The left should not shy away from defending liberal institutions whose very existence is predicated on a history of working class struggle. This includes being committed to opposing voter suppression, and advocating for an expansion of voting rights, which had been achieved historically as a product of working class struggle. Now these rights on under assault by a neo-fascist Republican Party which is also intent on passing state laws that prevent cities and counties from reducing the money going to local police forces (see Governor DeSantis in Florida) and prevents teachers in K-12 from teaching the truth about institutional and structural racism.
There has been momentum among what I would call a “class-reductionist left” in the U.S. to minimize the importance of these political and social struggles. This “class-reductionist” left does not see a threat from the “neo-fascist” right It sees the Republican Party as barely distinguishable from the corporate liberalism of the Democratic Party. Even more worrisome, some sectors of the left mistakenly think that capitalist power has gravitated more to liberal institutions and networks of corporate identity politics epitomized by MSNBC, and is less represented by right-wing networks like Fox News. Representative of this tendency are reporters such as Glenn Greenwald and Matt Taibbi, whose animosity toward liberalism in all its manifestations have led them to participate in very questionable far right networks with the aim of lending ideological credence to “liberal bashing”, regardless of the source.
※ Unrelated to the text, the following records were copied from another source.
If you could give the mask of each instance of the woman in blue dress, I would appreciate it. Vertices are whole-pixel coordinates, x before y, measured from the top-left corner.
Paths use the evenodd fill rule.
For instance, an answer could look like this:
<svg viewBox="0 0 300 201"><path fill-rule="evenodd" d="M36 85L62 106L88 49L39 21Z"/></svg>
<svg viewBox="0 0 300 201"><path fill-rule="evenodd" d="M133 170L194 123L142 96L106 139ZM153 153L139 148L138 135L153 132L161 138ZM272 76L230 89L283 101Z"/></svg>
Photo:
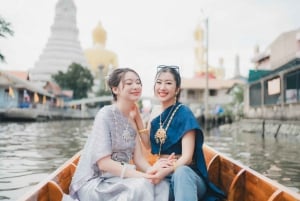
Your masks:
<svg viewBox="0 0 300 201"><path fill-rule="evenodd" d="M147 129L141 129L139 115L136 118L142 142L160 160L173 155L172 166L156 171L161 179L169 180L169 200L222 200L224 193L208 179L203 132L189 107L178 101L180 86L179 67L158 67L154 94L160 107L152 111L154 118L150 117L150 141Z"/></svg>
<svg viewBox="0 0 300 201"><path fill-rule="evenodd" d="M168 182L154 182L157 176L148 173L155 168L142 154L134 123L132 110L142 92L140 77L132 69L117 68L109 75L108 86L114 103L99 110L72 178L70 194L63 200L168 200Z"/></svg>

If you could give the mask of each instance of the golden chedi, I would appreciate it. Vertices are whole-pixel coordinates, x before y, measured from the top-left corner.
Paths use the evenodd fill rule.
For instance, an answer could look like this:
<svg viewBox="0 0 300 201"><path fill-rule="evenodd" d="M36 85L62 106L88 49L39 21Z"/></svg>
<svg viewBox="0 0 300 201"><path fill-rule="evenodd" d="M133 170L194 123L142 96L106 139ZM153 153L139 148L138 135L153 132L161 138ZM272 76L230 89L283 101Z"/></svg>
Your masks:
<svg viewBox="0 0 300 201"><path fill-rule="evenodd" d="M105 77L110 68L118 67L117 55L105 49L106 31L99 22L93 30L93 47L84 51L85 57L95 79Z"/></svg>

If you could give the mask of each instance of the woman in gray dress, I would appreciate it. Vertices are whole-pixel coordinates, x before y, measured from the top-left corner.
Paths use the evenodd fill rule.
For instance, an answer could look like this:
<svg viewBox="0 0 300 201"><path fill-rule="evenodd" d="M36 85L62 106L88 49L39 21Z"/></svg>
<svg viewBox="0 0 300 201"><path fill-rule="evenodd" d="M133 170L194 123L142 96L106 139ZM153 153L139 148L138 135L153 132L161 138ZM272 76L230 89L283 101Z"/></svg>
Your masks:
<svg viewBox="0 0 300 201"><path fill-rule="evenodd" d="M139 75L129 68L117 68L107 84L114 103L96 115L72 178L70 194L64 195L63 200L168 200L169 185L164 180L157 183L153 169L159 169L159 165L151 167L143 156L133 120L135 103L142 92Z"/></svg>

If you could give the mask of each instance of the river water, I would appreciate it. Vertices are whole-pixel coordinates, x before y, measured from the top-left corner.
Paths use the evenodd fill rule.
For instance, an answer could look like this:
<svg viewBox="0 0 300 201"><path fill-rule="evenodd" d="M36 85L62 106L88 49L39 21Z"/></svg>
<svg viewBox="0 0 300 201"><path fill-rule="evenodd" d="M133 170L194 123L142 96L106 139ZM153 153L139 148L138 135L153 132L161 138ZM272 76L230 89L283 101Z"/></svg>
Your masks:
<svg viewBox="0 0 300 201"><path fill-rule="evenodd" d="M0 200L16 200L79 151L92 120L0 123ZM230 132L229 132L230 130ZM299 142L215 128L205 142L279 183L300 191Z"/></svg>

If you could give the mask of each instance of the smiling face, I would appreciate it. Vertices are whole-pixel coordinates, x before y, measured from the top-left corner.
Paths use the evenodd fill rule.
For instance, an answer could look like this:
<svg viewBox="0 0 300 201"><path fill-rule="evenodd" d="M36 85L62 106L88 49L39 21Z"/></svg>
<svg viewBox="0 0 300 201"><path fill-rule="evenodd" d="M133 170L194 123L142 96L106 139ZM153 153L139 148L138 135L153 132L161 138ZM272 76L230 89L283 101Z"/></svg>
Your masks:
<svg viewBox="0 0 300 201"><path fill-rule="evenodd" d="M154 94L164 107L175 103L175 97L178 93L174 75L171 72L161 72L156 77L154 85Z"/></svg>
<svg viewBox="0 0 300 201"><path fill-rule="evenodd" d="M122 76L118 86L113 87L112 91L116 94L118 100L138 101L142 94L140 77L135 72L127 71Z"/></svg>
I think “liberal bashing” can be healthy and necessary, but context is everything. The left now faces a serious threat from neo-fascist political tendencies and movements who have found a home in the Republican Party. If these movements succeed in further weakening voting rights, demonizing and restricting the ability to speak about and to organize in favor of minority rights and representation, and stops any further expansion of U.S. government spending directed toward the working class and poor, then societal movements capable of challenging the capitalist state will be further weakened and divided.
The left needs to join broader coalitions opposing the neo-fascism of the right. At the same time, we should have no illusions about the Democratic Party and we should build independent networks that connect the interests of workers with racial justice movements so that we can help place greater demands on capitalist political parties, so as to avoid being captured by them.